The workload of a radiology practice doesn’t diminish when one of the physicians is away, either on leave or due to termination, and one way to cope with the shortfall of staff is to use a temporary physician service. Knowing how to properly bill for those services is essential to maintaining cash flow in compliance with the regulations.
What is a locum tenens?
The dictionary defines locum tenens as “one filling an office for a time or temporarily taking the place of another - used especially of a doctor or clergyman.” The key part of the phrase is temporarily taking the place of another. Medicare has officially adopted the term “Fee-For-Time Compensation Arrangement” in place of the term “Locum Tenens Arrangements.”
Under what circumstances can a practice bill for a locum tenens?
When a regular staff physician will be away temporarily, the practice might want to bring in a substitute physician in order to maintain their productivity. The absence could be due to illness, maternity leave, vacation, or continuing education.
A radiology group may also bill for a substitute physician when a radiologist has left the group, but a permanent replacement has not yet been hired.

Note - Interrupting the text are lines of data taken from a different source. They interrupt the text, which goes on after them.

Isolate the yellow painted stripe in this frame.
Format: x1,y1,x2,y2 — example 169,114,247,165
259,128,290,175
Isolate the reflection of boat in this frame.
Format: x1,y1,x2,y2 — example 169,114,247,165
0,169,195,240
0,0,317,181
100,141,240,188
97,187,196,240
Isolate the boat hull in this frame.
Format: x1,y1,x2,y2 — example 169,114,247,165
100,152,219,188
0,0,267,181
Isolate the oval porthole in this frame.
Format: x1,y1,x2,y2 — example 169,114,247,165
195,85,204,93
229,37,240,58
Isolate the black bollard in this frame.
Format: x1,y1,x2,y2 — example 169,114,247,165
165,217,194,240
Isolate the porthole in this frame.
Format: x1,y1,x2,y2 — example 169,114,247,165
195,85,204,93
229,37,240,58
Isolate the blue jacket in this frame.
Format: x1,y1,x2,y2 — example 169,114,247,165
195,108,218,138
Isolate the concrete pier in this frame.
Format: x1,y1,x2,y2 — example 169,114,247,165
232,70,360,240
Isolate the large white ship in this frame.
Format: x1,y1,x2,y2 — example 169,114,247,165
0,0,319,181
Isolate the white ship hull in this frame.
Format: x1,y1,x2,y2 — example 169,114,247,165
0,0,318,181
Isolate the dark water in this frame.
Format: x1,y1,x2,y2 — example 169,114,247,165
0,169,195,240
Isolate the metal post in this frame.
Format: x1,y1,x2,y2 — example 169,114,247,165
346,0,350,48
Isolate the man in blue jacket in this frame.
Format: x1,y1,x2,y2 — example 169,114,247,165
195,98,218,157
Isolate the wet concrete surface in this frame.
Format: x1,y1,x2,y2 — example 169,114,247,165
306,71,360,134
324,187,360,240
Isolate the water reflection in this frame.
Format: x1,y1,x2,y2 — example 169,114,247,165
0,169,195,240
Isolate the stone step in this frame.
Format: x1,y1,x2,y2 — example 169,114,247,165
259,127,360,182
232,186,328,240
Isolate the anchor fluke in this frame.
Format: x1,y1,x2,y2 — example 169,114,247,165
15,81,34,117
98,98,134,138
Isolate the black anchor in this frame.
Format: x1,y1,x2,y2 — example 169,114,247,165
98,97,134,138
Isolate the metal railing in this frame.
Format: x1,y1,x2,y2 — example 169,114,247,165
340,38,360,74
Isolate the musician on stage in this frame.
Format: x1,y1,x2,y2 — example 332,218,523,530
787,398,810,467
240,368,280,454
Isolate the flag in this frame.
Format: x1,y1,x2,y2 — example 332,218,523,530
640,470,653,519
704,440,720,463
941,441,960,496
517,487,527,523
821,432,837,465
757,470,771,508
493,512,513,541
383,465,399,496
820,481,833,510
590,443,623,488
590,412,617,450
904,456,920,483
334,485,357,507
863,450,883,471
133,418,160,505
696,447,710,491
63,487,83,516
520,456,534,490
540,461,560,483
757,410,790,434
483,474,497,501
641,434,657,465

Are there limitations or other restrictions?
The substitute physician arrangement cannot extend beyond sixty (60) continuous days of coverage for the regular physician. During the coverage period, the regular physician must not be available in the practice; in other words, the regular physician and the substitute may not both bill for services at the same time. If the regular physician returns to the practice and then leaves again, a new 60-day period would begin.
There is one exception to the 60-day limit. When a physician is absent because they were called to active duty in the Armed Forces, a substitute physician may exceed the 60-day limit.
For the purpose of substitute physician billing, a physician who has left the group practice is considered to be a part of the group practice for up to 60 days, thus allowing the practice to use a temporary substitute during that period. The 60-day period cannot be extended even if a different substitute physician is brought in.
How do we bill for the substitute physician?
The practice bills for the services of the substitute and then pays compensation from the practice in the form of a per diem or similar arrangement. The practice will enter modifier Q6 and the regular physician’s National Provider Identifier (NPI) as the Rendering Provider for each service provided by the substitute in Box 24 of the CMS-1500 form, or in the appropriate place when billing electronically. The substitute must have their own NPI number, which must be retained in the group’s records, although it is not required to be entered on the claim.
It is important to note that a substitute physician does not assign their benefits to the group practice using the form CMS-855R. The substitute physician does not bill Medicare for his or her services.
What happens if the regular staff physician is out for more than 60 days?
Once the initial 60-day period expires the substitute would have to be a credentialed member of the practice to continue. If it appears that the regular physician will be absent for more than 60 days, it would be wise to begin to credential the substitute as early as possible.
Can we bill a new physician as a substitute while waiting for them to be credentialed?
If a physician has been hired as a permanent member of the practice, then it would not be appropriate to bill them as a substitute. Ideally the credentialing of a new physician should begin at least 60 days before their start date, if possible. However, if the new physician is replacing a physician who has left the group, then they can be billed as a substitute physician for the first 60 days under the rules described above. In this case it would be best to pay the incoming physician as an independent contractor rather than as an employee in order to assure that the arrangement is compliant with CMS regulations.
What other rules are there?
The fee-for-time compensation rules apply only when one physician replaces another physician. Accordingly, they do not apply to non-physician providers such as nurse practitioners, physician assistants or radiology assistants.
The agreement with the substitute physician should be in writing. This provides documentation in support of the arrangement in the event of a Medicare audit, and it also serves to avoid any misunderstanding between the practice and the substitute physician.
Do the same rules apply to commercial payers?
Not necessarily. Although many commercial payers recognize substitute physicians in the same way Medicare does, the best practice for the group would be to check with their contracted payers. Some require an abbreviated credentialing process before modifier Q6 will be recognized.
If there is any chance that the substitute will exceed the 60-day threshold, credentialing with the most important payers should begin as early as possible.
What is the best source of information on billing for a substitute physician?
The Medicare claims processing manual Section 10.2.11 describes in detail all the rules we have summarized here.